La situation palestinienne traverse l'une des périodes les plus périlleuses de son histoire récente, non seulement en raison du fascisme de l'occupation israélienne, ni à cause des divisions internes, mais aussi à cause de la rencontre de deux facteurs mortels : l'arrogance de la puissance israélienne soutenue par un biais international structurel, notamment américain, et l'incapacité palestinienne à produire une alternative politique et sociale capable de briser ce cercle infernal. L'occupation n'est pas simplement un projet de contrôle temporaire, mais s'est transformée en un système intégré de gestion des Palestiniens considérés comme un fardeau démographique à soumettre ou à éliminer, et non comme un peuple ayant des droits. En contrepartie, la structure politique palestinienne n'est plus capable de transformer la souffrance en force, ni la douleur en projet, mais s'épuise à gérer l'incapacité.

Quand la force devenait politique, et le biais devenu système

Israël ne mène pas seulement une guerre d'extermination, mais impose une vision unilatérale de l'avenir palestinien : une entité fragile, déchirée, dépouillée de souveraineté, une société gérée par la sécurité, une économie dépendante, et un horizon politique reporté à l'infini. Ce projet n'aurait pas pu se prolonger dans une telle vulgarité et un tel arrogance sans un biais international explicite ou silencieux, qui justifie les meurtres au nom de "la sécurité" et traite le droit international comme un instrument sélectif plutôt que comme une référence contraignante.
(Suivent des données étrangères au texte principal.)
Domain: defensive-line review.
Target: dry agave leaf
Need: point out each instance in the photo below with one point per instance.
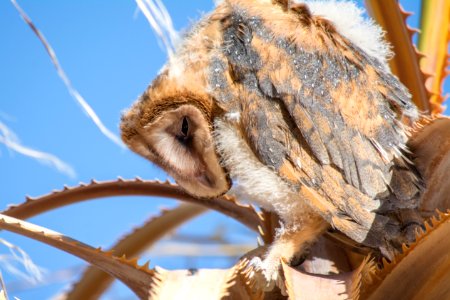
(421, 272)
(200, 284)
(302, 285)
(430, 143)
(405, 63)
(138, 279)
(433, 41)
(94, 281)
(245, 214)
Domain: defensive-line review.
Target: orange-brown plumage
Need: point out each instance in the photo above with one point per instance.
(304, 119)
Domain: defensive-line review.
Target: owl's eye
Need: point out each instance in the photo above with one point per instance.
(185, 126)
(183, 135)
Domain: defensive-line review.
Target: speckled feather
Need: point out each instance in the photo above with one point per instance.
(312, 106)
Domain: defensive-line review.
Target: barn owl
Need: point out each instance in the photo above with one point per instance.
(295, 104)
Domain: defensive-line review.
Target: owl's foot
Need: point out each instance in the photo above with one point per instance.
(265, 272)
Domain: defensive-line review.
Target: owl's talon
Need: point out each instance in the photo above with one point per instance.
(265, 272)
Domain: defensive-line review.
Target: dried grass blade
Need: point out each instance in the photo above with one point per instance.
(73, 92)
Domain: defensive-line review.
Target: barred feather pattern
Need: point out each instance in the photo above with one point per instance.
(313, 108)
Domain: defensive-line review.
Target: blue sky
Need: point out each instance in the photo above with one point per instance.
(110, 54)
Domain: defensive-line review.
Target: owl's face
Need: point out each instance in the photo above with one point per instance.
(179, 141)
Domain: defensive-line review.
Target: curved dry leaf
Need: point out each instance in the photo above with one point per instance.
(433, 43)
(421, 272)
(302, 285)
(214, 284)
(138, 279)
(244, 214)
(405, 63)
(430, 143)
(94, 281)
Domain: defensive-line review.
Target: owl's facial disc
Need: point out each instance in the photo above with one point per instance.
(180, 142)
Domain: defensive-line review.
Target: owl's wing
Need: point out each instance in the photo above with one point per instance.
(322, 113)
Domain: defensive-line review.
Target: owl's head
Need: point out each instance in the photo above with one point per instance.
(173, 129)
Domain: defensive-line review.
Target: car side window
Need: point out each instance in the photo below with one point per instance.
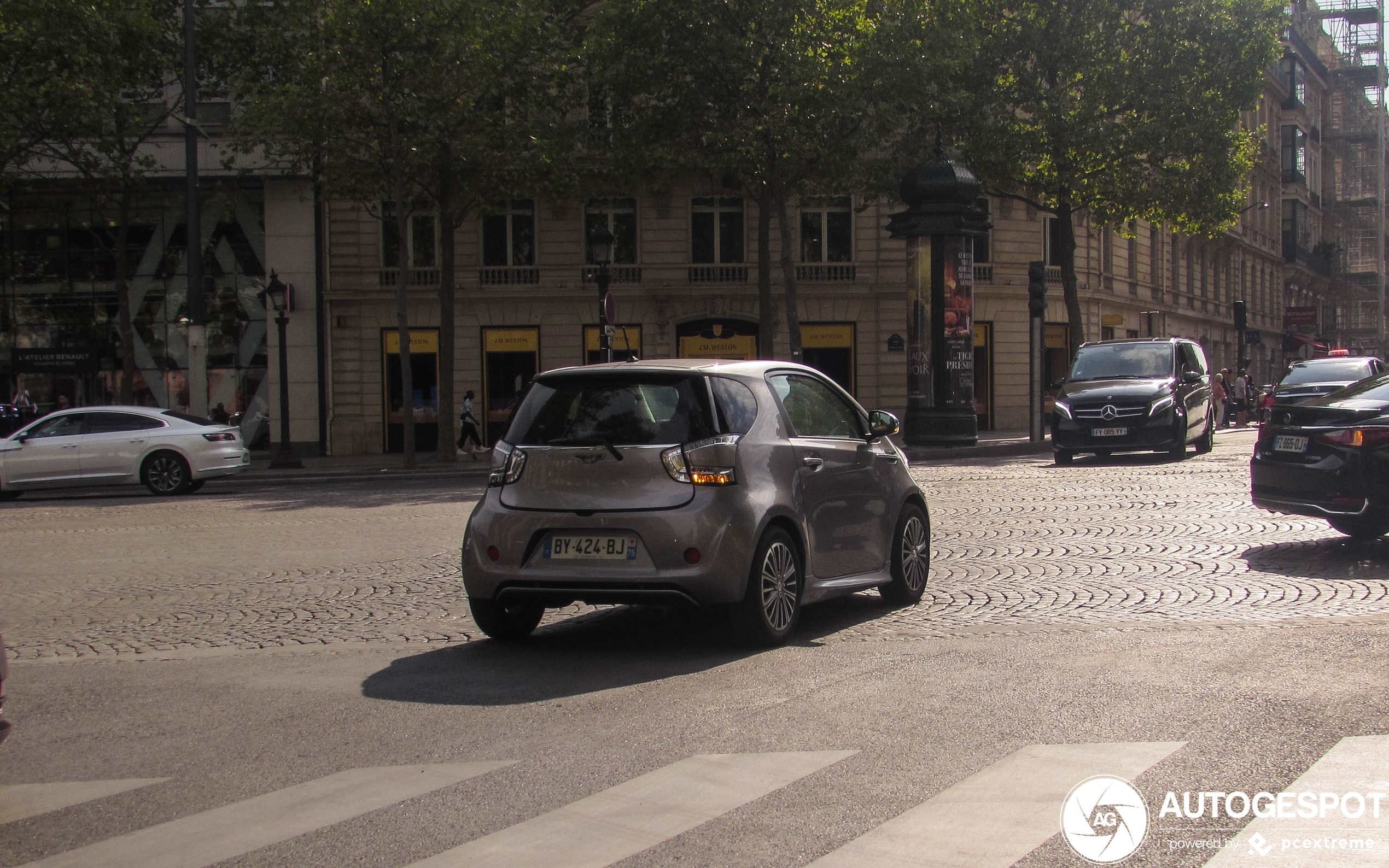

Ce biais n'a pas seulement échoué à protéger les Palestiniens, mais a contribué à reproduire le conflit. Chaque fois que la responsabilité disparaît, la force s'étend. Chaque fois que la politique recule, la guerre avance. Ainsi, la Palestine entre dans un cercle infernal clos, où la violence engendre la violence.

Gaza n'est aujourd'hui pas seulement un champ de guerre, mais un miroir de l'échec du système international. Même lorsqu'un cessez-le-feu est annoncé, cela ne porte aucune signification politique ou morale réelle, si ce n'est de réduire le nombre de victimes quotidiennes pour une période limitée. Pas de reconstruction sérieuse, pas de processus politique, ou de responsabilité. Juste une gestion temporaire d'une catastrophe permanente. En ce sens, Gaza s'est transformée en laboratoire de gestion de la douleur humaine, non pour en finir avec ses causes.
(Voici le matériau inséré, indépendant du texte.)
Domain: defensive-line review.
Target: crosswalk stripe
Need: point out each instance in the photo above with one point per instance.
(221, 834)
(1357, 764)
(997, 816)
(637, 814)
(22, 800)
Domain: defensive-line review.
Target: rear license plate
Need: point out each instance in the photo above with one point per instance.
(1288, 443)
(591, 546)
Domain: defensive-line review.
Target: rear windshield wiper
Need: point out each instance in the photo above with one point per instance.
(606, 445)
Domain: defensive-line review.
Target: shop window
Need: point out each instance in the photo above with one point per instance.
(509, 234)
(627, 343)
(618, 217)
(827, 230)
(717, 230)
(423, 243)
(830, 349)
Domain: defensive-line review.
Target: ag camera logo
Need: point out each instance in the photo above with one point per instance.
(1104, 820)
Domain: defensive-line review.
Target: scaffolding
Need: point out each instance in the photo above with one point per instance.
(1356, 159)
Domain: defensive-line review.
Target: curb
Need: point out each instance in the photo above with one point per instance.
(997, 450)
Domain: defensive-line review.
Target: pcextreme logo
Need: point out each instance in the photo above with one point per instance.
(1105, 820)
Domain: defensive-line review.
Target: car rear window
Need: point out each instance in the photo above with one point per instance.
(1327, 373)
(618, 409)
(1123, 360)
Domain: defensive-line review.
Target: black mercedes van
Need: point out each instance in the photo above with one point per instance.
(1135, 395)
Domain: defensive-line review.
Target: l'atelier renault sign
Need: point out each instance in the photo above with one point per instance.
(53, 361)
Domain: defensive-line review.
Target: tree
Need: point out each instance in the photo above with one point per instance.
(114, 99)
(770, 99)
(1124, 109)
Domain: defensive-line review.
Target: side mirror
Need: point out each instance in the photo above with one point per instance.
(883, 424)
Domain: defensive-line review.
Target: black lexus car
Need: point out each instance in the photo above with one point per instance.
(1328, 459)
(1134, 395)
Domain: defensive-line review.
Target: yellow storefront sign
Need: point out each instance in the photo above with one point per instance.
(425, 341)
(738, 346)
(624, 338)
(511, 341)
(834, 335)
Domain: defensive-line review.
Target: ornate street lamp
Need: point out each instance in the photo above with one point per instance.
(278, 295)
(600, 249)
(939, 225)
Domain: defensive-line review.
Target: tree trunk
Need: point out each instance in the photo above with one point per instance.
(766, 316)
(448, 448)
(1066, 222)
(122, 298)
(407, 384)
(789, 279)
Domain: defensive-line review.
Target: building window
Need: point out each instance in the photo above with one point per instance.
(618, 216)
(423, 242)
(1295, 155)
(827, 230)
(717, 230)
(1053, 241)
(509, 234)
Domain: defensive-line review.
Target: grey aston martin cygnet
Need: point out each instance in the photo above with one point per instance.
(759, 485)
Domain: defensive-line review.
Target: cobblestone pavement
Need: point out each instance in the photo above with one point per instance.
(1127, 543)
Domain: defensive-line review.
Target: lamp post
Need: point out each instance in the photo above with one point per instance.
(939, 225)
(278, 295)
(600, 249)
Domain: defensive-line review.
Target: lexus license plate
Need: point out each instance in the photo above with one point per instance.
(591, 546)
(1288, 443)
L'Autorité palestinienne : l'incapacité comme politique est un fait réel

En Cisjordanie, l'Autorité palestinienne s'effrite de manière alarmante. Elle est politiquement assiégée, financièrement étouffée, et fonctionnellement contrainte. Mais ce qui est plus dangereux, c'est qu'elle perd sa base sociale. Une autorité qui ne peut garantir le minimum des salaires des gens, et se détourne de son histoire découlant de la légitimité de la résistance que dirigeait le mouvement national. En même temps, elle n'a pas de vision pour faire face à la désintégration économique et sociale, ce qui signifie qu'elle commence à perdre sa légitimité pratique, quelle que soit sa référence légale. Ici, on ne peut se contenter d'expliquer l'incapacité palestinienne par des facteurs externes ; l'absence de réforme basée sur une légitimité consensuelle, l'érosion de la légitimité de la résistance, et le report des échéances démocratiques, accompagnés par l'absence de responsabilité, sont tous des facteurs internes qui ont approfondi la crise au lieu de la contenir.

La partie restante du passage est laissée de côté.